Bloomberg's Jonathan Weil likes digging through dirty laundry. If you're an auditor, the PCAOB, a TBTF bank or in today's case, a natural gas producer, playing games that just so happen to cross his radar and it insults his intelligence, you can expect JW to open up your ringer of dirty undies for all of us to see. Today, Williams Companies of Tulsa, Oklahoma gets the pleasure:

One telltale sign of a bull market is that investors don't care as much about dodgy corporate accounting practices. A case in point: the public reaction — or lack thereof — to a financial restatement disclosed late yesterday afternoon by Williams Cos., the natural-gas producer. Williams didn't issue a press release about the restatement. As far as I can tell, there have been no news reports about the company's accounting errors, which Williams divulged in a filing with the Securities and Exchange Commission. They aren't a small matter, though. As a result of the restatement, Williams said its shareholder equity fell $497 million, or 28 percent, to $1.3 billion as of Dec. 31. Additionally, the company said it had "identified a material weakness in internal control over financial reporting," which is never a good sign.
For those keeping score, Ernst & Young is your auditor of record. Anyway, if you check out the filing, it tries very carefully to blow things off at first: 
The accounting correction reflected in the restated financial statements has no impact on our Consolidated Statement of Operations, Consolidated Statement of Cash Flows or previously announced earnings, cash flows and dividend guidance.

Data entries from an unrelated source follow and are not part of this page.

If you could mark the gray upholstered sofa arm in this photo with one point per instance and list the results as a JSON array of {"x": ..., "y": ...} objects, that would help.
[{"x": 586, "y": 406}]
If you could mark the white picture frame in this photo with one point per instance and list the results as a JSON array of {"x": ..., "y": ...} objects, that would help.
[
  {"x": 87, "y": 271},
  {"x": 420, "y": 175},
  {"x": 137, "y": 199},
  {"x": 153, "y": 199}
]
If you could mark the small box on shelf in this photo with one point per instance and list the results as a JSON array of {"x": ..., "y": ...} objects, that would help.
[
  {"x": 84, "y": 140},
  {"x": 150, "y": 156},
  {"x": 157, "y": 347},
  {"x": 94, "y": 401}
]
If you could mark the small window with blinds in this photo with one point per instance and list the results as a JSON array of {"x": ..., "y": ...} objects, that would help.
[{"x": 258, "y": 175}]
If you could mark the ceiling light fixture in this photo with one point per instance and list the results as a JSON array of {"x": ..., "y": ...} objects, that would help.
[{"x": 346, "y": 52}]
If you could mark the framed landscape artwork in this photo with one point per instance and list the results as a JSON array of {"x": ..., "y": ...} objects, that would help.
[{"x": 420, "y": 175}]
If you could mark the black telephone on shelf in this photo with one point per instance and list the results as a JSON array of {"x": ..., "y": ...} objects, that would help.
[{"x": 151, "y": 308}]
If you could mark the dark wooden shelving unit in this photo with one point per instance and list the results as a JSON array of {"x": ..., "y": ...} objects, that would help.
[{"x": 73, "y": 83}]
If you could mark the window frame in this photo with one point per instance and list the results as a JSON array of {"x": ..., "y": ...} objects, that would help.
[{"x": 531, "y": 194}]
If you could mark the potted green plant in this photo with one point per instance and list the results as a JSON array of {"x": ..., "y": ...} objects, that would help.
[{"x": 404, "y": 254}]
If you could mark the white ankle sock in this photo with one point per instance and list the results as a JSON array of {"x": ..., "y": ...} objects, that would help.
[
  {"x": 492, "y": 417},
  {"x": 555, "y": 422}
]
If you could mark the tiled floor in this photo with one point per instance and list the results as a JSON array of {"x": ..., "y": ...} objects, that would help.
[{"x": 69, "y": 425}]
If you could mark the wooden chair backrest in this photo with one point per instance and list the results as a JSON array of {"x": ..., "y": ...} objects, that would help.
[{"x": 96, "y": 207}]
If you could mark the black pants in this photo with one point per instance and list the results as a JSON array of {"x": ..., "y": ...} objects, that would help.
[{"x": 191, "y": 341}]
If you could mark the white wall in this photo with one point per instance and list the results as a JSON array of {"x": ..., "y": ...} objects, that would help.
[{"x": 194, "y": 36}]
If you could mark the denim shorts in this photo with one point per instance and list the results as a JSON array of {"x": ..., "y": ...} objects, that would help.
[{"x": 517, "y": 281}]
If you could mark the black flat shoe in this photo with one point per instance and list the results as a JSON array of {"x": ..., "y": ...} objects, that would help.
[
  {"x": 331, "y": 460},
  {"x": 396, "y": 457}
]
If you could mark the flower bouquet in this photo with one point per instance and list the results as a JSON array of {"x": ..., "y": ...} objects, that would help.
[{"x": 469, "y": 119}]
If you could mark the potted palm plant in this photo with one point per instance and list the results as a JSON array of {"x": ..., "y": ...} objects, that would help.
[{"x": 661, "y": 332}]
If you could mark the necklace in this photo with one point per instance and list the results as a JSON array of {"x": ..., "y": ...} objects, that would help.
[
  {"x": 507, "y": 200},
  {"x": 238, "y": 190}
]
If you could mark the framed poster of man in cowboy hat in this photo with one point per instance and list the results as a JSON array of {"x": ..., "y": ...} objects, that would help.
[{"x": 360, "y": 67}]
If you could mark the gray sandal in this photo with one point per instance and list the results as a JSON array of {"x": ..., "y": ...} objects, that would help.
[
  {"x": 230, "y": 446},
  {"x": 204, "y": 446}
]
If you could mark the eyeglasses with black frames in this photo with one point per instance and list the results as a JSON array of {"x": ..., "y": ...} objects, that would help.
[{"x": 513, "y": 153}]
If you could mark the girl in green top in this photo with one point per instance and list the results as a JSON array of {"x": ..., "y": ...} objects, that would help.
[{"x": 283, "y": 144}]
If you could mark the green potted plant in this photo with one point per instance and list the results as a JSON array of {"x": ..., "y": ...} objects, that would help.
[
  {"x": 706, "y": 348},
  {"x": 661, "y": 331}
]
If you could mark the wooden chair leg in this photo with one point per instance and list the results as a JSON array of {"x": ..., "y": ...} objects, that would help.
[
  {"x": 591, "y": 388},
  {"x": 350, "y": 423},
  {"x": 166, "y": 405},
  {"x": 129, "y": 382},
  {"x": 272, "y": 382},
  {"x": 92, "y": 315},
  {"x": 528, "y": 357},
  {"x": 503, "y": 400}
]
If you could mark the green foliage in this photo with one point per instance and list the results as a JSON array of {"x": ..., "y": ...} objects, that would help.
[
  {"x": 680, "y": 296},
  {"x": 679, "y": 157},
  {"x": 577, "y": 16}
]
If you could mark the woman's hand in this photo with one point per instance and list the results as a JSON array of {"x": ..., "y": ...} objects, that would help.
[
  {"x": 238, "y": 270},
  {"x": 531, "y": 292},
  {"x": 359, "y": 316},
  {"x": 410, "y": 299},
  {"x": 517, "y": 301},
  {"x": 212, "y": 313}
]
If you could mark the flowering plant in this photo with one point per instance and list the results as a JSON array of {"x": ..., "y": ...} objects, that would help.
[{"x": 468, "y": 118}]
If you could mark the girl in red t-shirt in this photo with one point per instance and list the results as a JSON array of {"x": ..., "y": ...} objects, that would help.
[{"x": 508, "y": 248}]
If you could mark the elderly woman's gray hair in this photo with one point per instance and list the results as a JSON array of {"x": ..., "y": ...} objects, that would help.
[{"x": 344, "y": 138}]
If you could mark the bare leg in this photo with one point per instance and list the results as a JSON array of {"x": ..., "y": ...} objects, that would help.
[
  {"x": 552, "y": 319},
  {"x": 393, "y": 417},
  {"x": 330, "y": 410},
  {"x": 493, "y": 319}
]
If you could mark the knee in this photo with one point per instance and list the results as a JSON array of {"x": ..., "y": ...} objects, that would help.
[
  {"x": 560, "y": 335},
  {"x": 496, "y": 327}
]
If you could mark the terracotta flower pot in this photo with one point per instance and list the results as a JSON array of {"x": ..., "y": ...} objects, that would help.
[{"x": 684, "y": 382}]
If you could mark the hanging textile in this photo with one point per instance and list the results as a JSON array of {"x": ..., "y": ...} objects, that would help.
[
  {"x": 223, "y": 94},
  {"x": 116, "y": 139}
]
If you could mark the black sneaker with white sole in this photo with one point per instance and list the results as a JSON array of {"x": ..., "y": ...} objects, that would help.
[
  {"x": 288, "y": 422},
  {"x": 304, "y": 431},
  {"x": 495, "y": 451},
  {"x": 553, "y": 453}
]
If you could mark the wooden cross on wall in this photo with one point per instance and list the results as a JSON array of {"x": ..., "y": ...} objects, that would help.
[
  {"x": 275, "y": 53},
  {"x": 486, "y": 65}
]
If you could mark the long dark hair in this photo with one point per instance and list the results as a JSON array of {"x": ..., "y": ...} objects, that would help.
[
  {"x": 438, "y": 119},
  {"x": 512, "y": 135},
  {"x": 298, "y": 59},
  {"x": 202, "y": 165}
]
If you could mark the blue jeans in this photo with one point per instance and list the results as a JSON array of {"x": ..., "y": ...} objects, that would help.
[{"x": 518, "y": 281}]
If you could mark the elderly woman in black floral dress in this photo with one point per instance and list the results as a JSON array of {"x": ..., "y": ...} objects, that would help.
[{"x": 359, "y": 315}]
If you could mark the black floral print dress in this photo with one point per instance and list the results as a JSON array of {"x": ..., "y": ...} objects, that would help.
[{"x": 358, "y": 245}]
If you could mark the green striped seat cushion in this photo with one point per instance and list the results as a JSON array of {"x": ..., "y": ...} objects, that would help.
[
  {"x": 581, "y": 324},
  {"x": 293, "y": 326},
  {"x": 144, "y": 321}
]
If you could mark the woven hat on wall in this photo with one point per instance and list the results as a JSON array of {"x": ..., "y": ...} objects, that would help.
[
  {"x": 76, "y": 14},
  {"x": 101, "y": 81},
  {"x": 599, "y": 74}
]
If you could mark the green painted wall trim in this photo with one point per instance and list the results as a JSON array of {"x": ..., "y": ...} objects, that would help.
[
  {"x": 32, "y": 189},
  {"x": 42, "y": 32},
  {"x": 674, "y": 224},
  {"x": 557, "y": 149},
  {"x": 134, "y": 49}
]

The restated financial statements reflect an increase to our noncurrent deferred income tax liability and a corresponding decrease to capital in excess of par value for all periods presented. This increase to our deferred income tax liability would only result in a current tax payable if we disposed of our investment interest in Williams Partners L.P. (“WPZ”). Management has stated that it has no intent to dispose of this investment.
Right, then. "[A] corresponding decrease to capital in excess of par value for all periods presented," sounds relatively harmless but later on things are little less euphemistic:
Though the accounting correction had no impact on our Consolidated Statement of Operations or Consolidated Statement of Cash Flows, the error was material to the Consolidated Balance Sheet and Consolidated Statement of Changes in Equity.
That's more like it! But hey, if that none of this bothers anyone – and judging by the markets, it doesn't – carry on.